I like to think of skiing as an entire domain. In broadest terms, the objective when skiing is to make it to the bottom of the hill in one piece, injury-free. If you don't make it to the bottom, you can't drive yourself home! (unless you're skiing into a valley, in which case you may need to make it to the top of the hill again.)
When you start looking at the sport disciplines within skiing, more goals present themselves. Goals are still open and unique to each individual, but often include:
slalom/gs/dh/superG: race the gates in the fastest time.
freestyle: create the most unique combination of manouvers among all competitors.
ballet: avoid breaking your legs.
off-piste: manage all terrain conditions at all pitches with consistent speed.
carving: create perfect railroad tracks on increasing terrain complexity.
touring: achieve a great cardio workout, ski an untracked run.

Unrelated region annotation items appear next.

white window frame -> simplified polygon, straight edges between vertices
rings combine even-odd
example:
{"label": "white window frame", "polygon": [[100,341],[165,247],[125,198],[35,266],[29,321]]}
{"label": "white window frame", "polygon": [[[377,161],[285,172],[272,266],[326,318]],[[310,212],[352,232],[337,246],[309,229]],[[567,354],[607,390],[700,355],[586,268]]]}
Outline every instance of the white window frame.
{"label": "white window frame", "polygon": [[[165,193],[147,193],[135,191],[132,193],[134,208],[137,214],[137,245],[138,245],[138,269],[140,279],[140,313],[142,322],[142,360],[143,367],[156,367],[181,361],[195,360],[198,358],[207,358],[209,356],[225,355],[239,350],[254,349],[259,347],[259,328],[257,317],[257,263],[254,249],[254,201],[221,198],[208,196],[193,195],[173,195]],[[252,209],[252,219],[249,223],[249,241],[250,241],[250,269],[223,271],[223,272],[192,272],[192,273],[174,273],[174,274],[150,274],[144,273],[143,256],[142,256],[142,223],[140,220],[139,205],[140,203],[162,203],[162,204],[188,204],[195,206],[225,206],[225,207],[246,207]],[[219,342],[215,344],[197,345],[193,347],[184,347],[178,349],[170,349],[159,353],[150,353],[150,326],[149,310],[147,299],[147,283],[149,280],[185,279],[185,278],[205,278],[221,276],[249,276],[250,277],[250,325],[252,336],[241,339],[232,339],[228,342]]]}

long-term skiers: achieve a lower-impact skiing style conducive to many decades of successful skiing
Last but not least, as I believe BB once said, skiing is a sensation-seeking sport. A big part of the objective of skiing for most skiers above the intermediate plateau is to recreate (or find!) those amazing sensations of alternating weightlessness and compression, rotation and counter-rotation, fast feet, and constant motion downhill. The goal of instructors is to enable our learners to achieve whatever objectives they've set out for themselves--or give our learners a taste for those different sensations.